Commencement is a time for intergenerational contact, and at this point, anger at powerful members of older generations is more than justifiable. To be clear: Our elders have failed us in profoundly human ways which will irrevocably alter our lives. As a result, our graduating class must act on two tracks simultaneously: the first to decarbonize rapidly, the second to prepare for a world where this fails. Under no accepted ethical framework should this be our responsibility, yet it must be our mission. The scope of this crisis invites most disciplines and almost all solutions; your passion is unlikely to be inconsistent with the changes that must come. We will need scientists working on accessible, drought-resistant GMOs and artists reminding us of the better world within our grasp. We will need politicians who can alter systems while guarding against ecofascism or xenophobia and activists using direct action to ensure solutions are rooted in egalitarian justice.

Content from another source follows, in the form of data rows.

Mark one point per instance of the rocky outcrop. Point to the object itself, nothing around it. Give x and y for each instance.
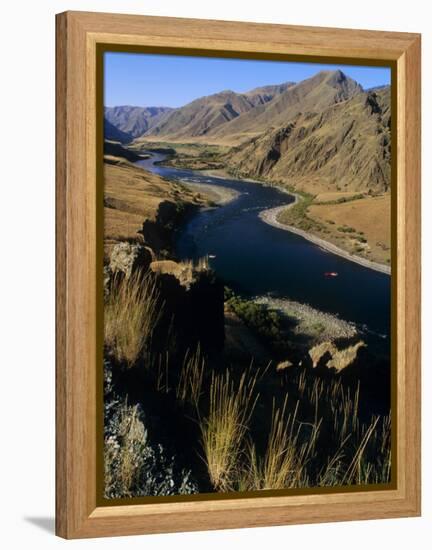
(344, 145)
(127, 257)
(158, 232)
(339, 358)
(193, 306)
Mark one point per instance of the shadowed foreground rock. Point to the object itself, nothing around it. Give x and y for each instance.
(127, 258)
(193, 306)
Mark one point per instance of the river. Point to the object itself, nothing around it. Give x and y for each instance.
(255, 258)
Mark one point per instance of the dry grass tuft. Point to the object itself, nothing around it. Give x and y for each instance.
(130, 314)
(224, 430)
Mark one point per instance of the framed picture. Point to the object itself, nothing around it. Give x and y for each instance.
(238, 274)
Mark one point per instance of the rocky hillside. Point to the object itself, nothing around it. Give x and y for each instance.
(134, 121)
(204, 115)
(314, 94)
(112, 133)
(344, 146)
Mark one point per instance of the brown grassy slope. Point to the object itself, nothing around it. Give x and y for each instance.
(369, 217)
(311, 95)
(133, 195)
(203, 115)
(345, 147)
(135, 121)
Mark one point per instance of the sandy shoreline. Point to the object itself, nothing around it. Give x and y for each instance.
(270, 217)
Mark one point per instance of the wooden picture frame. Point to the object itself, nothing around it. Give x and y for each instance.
(78, 36)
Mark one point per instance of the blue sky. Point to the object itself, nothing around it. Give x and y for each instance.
(173, 81)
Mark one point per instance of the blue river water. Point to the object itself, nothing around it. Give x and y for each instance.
(255, 258)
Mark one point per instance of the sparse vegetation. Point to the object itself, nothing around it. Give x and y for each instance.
(130, 314)
(224, 430)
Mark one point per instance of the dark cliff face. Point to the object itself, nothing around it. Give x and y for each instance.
(192, 310)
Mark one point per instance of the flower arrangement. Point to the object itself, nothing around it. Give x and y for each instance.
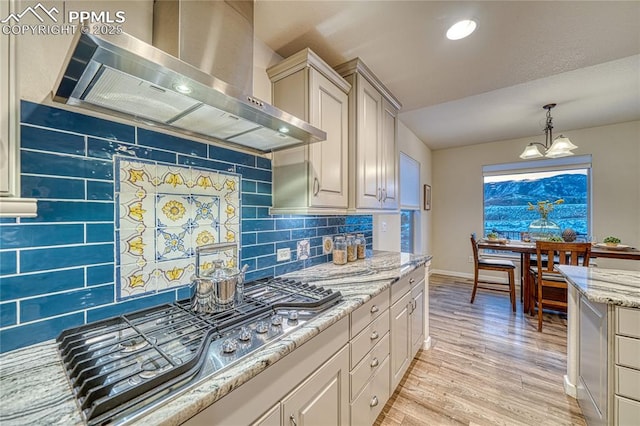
(611, 241)
(545, 207)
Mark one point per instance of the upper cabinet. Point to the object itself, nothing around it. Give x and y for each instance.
(373, 150)
(313, 178)
(10, 203)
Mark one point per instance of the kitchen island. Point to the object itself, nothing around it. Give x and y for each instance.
(603, 343)
(34, 389)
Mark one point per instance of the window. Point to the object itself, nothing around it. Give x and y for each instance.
(406, 231)
(409, 201)
(508, 188)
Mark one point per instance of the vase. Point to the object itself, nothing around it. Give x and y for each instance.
(543, 229)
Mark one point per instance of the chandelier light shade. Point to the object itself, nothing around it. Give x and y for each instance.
(560, 147)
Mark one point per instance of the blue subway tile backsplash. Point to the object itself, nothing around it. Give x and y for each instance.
(53, 187)
(45, 139)
(59, 119)
(58, 270)
(8, 314)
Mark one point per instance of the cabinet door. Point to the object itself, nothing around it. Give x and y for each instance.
(592, 361)
(369, 106)
(323, 398)
(271, 418)
(417, 317)
(329, 110)
(389, 157)
(400, 339)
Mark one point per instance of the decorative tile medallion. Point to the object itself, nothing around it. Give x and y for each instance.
(164, 213)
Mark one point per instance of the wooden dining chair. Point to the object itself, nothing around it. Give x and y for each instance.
(482, 263)
(550, 288)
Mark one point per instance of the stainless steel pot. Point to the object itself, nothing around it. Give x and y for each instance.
(218, 288)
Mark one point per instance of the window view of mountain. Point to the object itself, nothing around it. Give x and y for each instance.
(506, 201)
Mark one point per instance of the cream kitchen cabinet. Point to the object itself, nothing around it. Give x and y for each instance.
(592, 386)
(11, 205)
(273, 417)
(373, 152)
(313, 178)
(321, 399)
(369, 374)
(608, 359)
(311, 381)
(407, 322)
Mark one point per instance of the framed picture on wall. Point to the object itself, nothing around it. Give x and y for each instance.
(427, 197)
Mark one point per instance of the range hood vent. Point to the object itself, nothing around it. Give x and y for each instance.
(123, 76)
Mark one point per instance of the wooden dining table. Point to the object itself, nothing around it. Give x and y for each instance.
(526, 249)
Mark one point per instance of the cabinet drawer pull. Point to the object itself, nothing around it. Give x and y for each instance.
(374, 401)
(316, 186)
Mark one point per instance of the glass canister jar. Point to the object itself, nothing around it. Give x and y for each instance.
(352, 254)
(340, 251)
(361, 246)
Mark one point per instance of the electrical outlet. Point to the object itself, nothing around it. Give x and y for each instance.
(283, 254)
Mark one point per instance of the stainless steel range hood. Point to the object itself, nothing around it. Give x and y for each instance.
(123, 76)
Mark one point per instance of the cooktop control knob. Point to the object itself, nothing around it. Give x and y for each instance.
(262, 327)
(276, 319)
(229, 346)
(245, 334)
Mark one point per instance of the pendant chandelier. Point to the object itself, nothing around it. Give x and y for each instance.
(560, 147)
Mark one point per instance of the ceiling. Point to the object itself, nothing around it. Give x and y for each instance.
(582, 55)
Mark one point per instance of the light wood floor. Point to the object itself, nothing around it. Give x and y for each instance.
(486, 366)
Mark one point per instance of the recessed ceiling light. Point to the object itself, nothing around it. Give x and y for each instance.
(182, 88)
(461, 29)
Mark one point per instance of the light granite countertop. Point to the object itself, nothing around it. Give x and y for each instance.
(612, 286)
(34, 389)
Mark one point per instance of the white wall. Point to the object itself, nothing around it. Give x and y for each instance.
(408, 143)
(457, 191)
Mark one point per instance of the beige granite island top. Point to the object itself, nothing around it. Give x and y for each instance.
(612, 286)
(34, 389)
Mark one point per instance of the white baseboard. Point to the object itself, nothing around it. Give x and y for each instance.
(569, 388)
(427, 343)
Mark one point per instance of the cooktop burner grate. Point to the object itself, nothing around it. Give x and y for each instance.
(118, 367)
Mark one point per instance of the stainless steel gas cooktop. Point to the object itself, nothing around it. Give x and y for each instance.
(123, 367)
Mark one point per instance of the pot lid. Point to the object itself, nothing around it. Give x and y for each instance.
(220, 272)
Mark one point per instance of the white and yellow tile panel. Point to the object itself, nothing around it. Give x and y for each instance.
(164, 213)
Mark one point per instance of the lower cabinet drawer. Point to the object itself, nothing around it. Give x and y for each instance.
(628, 352)
(369, 366)
(628, 321)
(368, 338)
(628, 383)
(626, 412)
(368, 312)
(368, 405)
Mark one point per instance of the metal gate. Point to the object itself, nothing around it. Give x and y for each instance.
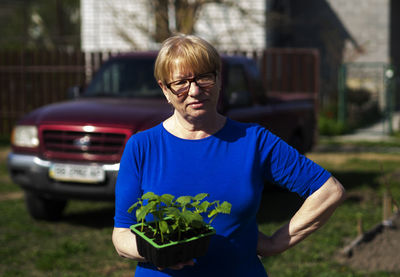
(366, 95)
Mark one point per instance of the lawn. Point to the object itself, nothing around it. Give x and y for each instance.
(80, 244)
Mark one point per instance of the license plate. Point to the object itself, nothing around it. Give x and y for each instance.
(77, 173)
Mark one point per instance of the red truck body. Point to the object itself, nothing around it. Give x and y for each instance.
(79, 143)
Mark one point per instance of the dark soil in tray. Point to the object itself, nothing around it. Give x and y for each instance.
(381, 253)
(184, 235)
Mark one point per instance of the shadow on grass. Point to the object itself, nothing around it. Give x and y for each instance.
(280, 205)
(277, 204)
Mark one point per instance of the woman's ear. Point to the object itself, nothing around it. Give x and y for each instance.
(164, 89)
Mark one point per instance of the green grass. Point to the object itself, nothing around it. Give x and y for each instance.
(80, 244)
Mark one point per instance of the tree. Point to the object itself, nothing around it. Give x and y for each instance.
(176, 16)
(44, 24)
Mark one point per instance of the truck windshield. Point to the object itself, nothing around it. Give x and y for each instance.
(128, 77)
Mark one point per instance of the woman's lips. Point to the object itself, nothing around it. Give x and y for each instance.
(196, 104)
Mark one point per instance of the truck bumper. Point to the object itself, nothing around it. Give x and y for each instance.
(32, 173)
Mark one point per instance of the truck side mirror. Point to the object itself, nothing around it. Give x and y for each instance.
(74, 92)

Our actions on either front may not be enough. Each protest attended might be countered by shadowy political donations by oil companies, and all the agricultural knowledge which can be obtained in 20 years might be useless in the face of increasing temperatures, droughts and floods. But at this stage, it’s what we have left. The despair you might feel right now does not have to be an ending, any more than graduation from Brown is an ending. It is a chance to build communities we are proud to live in, take part in a fight with global consequences and act with a more complete understanding of the future.